Author: Jeremy Leipzig & Xiao-Yi Li
Publisher: O'Reilly, 2011
Aimed at: Existing users of R
Pros: One innovative and interesting project
Cons: Lacks explanation, second project unimpressive
Reviewed by: Mike James
This is an example of the very thin but very focused books that O'Reilly has started to produce. This one has a cover price of just less than $30, which puts the cost at around a $1 per page! Even though you can get it discounted to around half this price, it still seem expensive at 50 cents per page. But enough of money; because if the content is good enough you can charge what you like. After all it isn't the paper that you are buying, but the information.
This is a book about using R to create data mashups. Now this is not an idea that will occur immediately to most programmers. R is indeed a statistical language and it does handle both large datasets and it produces graphics. However, most programmers will think of using some other more commonly encountered languages to create an entire system. So, from the point of view of demonstrating that R can do this sort of thing, the book has a value.
The book deals with the construction of a single project - a presentation of foreclosure data. This is a fairly standard task so, even if you aren't interested in the data, the methods are general.
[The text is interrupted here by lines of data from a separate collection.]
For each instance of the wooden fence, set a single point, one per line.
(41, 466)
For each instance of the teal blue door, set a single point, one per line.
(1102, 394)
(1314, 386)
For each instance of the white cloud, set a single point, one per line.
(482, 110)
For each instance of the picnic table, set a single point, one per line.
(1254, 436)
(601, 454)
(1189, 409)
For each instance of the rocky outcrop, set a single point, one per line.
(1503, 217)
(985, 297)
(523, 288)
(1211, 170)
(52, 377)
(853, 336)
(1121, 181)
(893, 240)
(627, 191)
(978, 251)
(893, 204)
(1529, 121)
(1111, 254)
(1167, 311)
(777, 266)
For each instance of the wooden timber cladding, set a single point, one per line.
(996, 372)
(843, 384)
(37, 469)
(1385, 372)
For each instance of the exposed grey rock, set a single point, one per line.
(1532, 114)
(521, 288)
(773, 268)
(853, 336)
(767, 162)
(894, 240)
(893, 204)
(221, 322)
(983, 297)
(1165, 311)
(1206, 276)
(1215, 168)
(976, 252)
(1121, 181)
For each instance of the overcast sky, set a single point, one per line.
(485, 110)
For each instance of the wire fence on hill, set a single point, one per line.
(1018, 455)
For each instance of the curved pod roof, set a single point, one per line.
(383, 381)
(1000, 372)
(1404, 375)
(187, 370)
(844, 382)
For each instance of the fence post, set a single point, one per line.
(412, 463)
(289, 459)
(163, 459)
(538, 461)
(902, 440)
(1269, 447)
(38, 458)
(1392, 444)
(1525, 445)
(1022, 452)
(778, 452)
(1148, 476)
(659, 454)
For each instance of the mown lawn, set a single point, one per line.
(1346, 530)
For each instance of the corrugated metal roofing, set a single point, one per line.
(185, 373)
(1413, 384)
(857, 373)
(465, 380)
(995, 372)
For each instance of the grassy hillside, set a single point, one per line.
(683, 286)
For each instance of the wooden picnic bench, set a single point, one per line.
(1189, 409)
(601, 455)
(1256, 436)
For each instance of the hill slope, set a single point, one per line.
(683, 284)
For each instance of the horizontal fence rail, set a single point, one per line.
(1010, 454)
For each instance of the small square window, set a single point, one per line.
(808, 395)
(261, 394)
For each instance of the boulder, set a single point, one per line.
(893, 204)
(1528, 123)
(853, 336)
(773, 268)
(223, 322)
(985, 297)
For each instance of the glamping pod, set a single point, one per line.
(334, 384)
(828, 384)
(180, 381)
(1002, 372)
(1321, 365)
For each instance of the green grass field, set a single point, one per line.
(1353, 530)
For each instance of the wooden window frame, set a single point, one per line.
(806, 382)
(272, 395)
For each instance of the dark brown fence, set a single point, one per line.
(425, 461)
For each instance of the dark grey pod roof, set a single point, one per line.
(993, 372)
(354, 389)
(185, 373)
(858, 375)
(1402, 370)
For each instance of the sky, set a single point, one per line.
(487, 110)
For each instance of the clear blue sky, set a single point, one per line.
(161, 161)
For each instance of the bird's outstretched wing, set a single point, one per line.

The big problem is that the presentation of the ideas isn't very good.
The book launches into it subject matter without much scene setting - it's a short book so that is good - but then it continues with minimal explanation. The first chapter is about cleaning up address data using a regular expression. If you know about regular expressions then it is obvious - if you don't then you won't really follow.
From here we have getting geocoding data from Yahoo, parsing XML and constructing a geographical map. All very simple uses of standard programming facilities in R, or in packages you can add to R. The explanations are not great and if you know R the only thing you are going to get from this chapter is that R can do this. If you don't know R then it might be an incentive to learn it.
Chapter 2, the final chapter, is about adding statistics to the map. Essentially it shows how to acquire and manipulate census data and do standard things like produce correlation plots. This isn't really a "mashup" because the new data aren't used in conjunction with the original map. This is far less impressive as a project using R than the previous example.
The book finishes with an appendix on getting and using R. It is just over a page and entirely pointless in a book of this length.
This is more an essay or a magazine article than a book. If it was full of amazing nuggets of information it might be worth the paper it was printed on, but it isn't. It is very fast moving and fails to set up the problem about to be solved and fails to discuss the solution to the problem that wasn't set up.
Unless you are a struggling R beginner and want to use the book as a crib sheet to implement the same sort of project, or if you just want proof that R can do this, then avoid this book.